Return on Relationship 

When it comes to inspiring loyal diners, it’s not what you know, it’s who you know that counts. Operators who can recognize their frequent guests and know their dining preferences can build true relationships. The holy grail for hospitality, says Randy Jordan, senior VP of sales at Fishbowl, was best defined by the sitcom “Cheers.” The regulars showed up nightly since it was where “everybody knows your name.” 

“With technology, we’re trying to automate the ‘Cheers’ effect,” he says, and this requires integrating the plethora of data that various tech solutions are busily collecting. 


The Next Loyalty Frontier
Social media, messaging channels, and mobile apps rule the loyalty marketing landscape today, but tomorrow may belong to Alexa, Siri, and Cortana. That’s because the use of voice-activated assistants like Google Home/Assistant and Apple’s Siri is rising, and consumers most inclined to use these technologies are also into food. Thirteen percent of the more than 18,0000 adults surveyed have used a voice-activated assistant in the last 30 days, according to the AudienceSCAN report from SalesFuel.

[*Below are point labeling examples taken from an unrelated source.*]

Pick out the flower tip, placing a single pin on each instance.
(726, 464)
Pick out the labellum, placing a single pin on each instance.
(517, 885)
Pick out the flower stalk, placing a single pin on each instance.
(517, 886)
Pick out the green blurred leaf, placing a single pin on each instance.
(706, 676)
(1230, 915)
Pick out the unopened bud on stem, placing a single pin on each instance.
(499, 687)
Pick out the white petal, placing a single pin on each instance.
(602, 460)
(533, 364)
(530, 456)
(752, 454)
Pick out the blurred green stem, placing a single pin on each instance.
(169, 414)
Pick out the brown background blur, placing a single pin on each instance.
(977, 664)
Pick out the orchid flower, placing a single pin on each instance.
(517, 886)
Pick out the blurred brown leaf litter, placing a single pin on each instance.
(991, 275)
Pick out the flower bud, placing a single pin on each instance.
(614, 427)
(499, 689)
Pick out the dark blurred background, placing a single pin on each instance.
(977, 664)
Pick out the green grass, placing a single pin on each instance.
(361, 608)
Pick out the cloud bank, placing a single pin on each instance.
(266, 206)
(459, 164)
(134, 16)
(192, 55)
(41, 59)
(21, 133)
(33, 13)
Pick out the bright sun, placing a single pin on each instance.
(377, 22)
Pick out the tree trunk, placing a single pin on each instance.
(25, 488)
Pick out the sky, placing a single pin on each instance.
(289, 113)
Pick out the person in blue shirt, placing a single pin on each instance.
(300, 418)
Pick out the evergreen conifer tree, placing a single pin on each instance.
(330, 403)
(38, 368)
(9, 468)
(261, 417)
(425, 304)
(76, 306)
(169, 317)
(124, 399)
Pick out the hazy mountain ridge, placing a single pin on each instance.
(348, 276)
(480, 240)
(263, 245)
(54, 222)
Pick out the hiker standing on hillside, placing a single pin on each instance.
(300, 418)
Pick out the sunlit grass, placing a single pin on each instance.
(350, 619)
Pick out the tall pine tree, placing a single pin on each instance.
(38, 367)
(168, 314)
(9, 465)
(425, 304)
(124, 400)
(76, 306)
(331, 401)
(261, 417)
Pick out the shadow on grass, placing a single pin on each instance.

More to the point: 13 percent have eaten at a restaurant or ordered take-out three or more times a week during the last 30 days.

“Everybody has data, but all that data is in silos,” Jordan explains. “The mis-sing link has been the ability to consolidate all that data to know who is sitting in your restaurant—and now we can do that.  The minimum expectation for customer engagement in the fourth quarter is for restaurants to use technology to identify the guest—at least demographically and psycho-graphically.” 

That’s the bare minimum, especially in the casual-dining segment, if restaurants want to be competitive. To gain more traction, Jordan suggests operators up the ante to a level of customer enlightenment. 

This requires an understanding of all the ways that each diner is using the brand, and that knowledge is gleaned by integrating transactional data into the analysis. “In addition to knowing a guest is in his 50s, has kids, and loves golf, data integration can also let us see that the guest only uses the brand on Tuesday, in late dayparts, and always orders a martini with extra olives. Or that a guest only visits the brand when he buys a gift card or to place a to-go order on a mobile app.”

Armed with that level of insight, it becomes much easier for restaurants to drive true loyalty and foster the level of one-to-one marketing that is fast becoming the new norm.  “With digital promotions, you can see every single click-through and the redemption rates—then you can build loyalty, build a relationship with the guest, and measure the return,” Jordan says. Ultimately, it moves the restaurant operator from an ROI mentality to thinking about the “return on relationships.”